A senior Liberal source says a theme has emerged, particularly among male voters, that can be boiled down to: Keneally is the one-night stand who was fun at the time but insisted on hanging around the next morning, even though you wanted her to leave.

It’s always hard to know if selected snippets of internal polling like this reflect the true results or, more likely, illuminate one element for damaging effect. But there’s no argument that opinion polls showed voters had an immediate attraction to Keneally when she took on the job from Nathan Rees in December 2009.

”It was a flirtation, or some sort of infatuation,” the senior Liberal said. ”She’s obviously attractive but it was more than that; it was a novelty to have an American as premier – an American woman as premier.”

Almost everyone is surprised by how hard and fast Keneally fell in the polls when the love affair ended – to the extent that she now lags the Liberals’ Barry O’Farrell by 20 percentage points as preferred premier.

If people believe they’ve somehow been taken in by Keneally, that’s their view, fine. But our first female premier deserves better than being objectified because of her gender.

The last bit  is nuts. What she deserves is the line from ‘Unforgiven’, “deserve’s got nothing to do with it.” along with the electoral bullet to put her out of her misery.

But before getting to that point, here are at least 2 problems of Kenneally’s own links to scandal that this article glosses over. Number 1 is of course just how deep her dealings with Ron Medich (and the whole corrupt dealing aspect of Medich’s empire) actually go, and number 2 is the allegation that the Barangaroo contract for car parks benefits her husband Ben directly. So no, it is not true to say she is scandal free herself.

The four women who marched in to replace Nathan Rees with Kristina Kenneally as Premier, if I recall correctly were Verity Firth, Angela D’Amore, Carmel Tebbutt and Virginia Judge. Of these 4 MPs, Verity Firth’s in this drug scandal with her husband even if she had nothing to do with the said pill; Angela D’Amore has since been found to have been corrupt and been kicked out of the ALP; Virginia Judge has been accused of handing out grant money to her mates; which leaves Carmel Tebbutt the only one free of scandals.
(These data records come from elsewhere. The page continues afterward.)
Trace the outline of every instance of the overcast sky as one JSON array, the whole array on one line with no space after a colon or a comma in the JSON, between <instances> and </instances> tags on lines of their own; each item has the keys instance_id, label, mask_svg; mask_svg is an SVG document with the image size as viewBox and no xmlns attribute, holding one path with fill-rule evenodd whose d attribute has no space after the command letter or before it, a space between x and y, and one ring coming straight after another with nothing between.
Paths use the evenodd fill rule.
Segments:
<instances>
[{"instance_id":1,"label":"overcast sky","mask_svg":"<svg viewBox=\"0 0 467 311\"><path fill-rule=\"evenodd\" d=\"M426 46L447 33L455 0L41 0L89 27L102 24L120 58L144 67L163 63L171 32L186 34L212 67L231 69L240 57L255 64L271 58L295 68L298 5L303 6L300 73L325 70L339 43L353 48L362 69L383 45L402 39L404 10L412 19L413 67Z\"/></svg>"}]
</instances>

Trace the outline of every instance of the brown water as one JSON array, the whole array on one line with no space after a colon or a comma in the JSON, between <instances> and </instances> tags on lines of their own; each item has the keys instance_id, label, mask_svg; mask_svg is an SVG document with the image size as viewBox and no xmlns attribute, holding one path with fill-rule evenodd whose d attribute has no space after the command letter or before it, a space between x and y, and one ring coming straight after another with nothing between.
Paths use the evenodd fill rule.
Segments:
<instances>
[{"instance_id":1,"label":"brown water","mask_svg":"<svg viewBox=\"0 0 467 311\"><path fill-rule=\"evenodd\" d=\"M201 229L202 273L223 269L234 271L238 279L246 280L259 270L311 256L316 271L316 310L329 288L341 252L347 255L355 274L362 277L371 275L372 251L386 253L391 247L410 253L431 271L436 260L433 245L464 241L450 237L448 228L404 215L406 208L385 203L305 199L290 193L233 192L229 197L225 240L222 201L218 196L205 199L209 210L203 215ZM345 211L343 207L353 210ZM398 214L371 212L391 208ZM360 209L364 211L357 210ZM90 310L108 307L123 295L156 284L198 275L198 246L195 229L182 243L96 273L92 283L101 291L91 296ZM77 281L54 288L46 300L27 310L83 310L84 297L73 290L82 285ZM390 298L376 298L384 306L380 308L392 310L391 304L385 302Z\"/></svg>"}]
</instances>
I think the electorate has actually been highly supportive of the politically correct/anti-sexist line to the extent that when these women engineered the first female premier of NSW – though unelected she may be – the electorate perhaps was willing to give her a go. Okay, it’s true, I made a commitment to never vote for her government – one which I will keep – but other people around me have been umm-ing and aah-ing. They’ve told me they like the reality of having a female mayor of Sydney, a female Premier of NSW, a female Prime Minister and a female Governor General, plus a Queen.

In other words, sexism isn’t what’s going to kick Kristina Kenneally out. In all realistic appraisal, when Kristina Kenneally’s government does get voted out on 26th of March this year, it would be because of the collective shenanigans of all the NSW ALP members and staffers. That she contributed very little to the parade of scandals is not going to persuade people to keep this NSW government. Any argument mounted in favor of Kenneally’s government should face up to that daunting, brutal, frank reality.

In that light, the article was one of the dumbest things I’ve ever read in the SMH in a long time.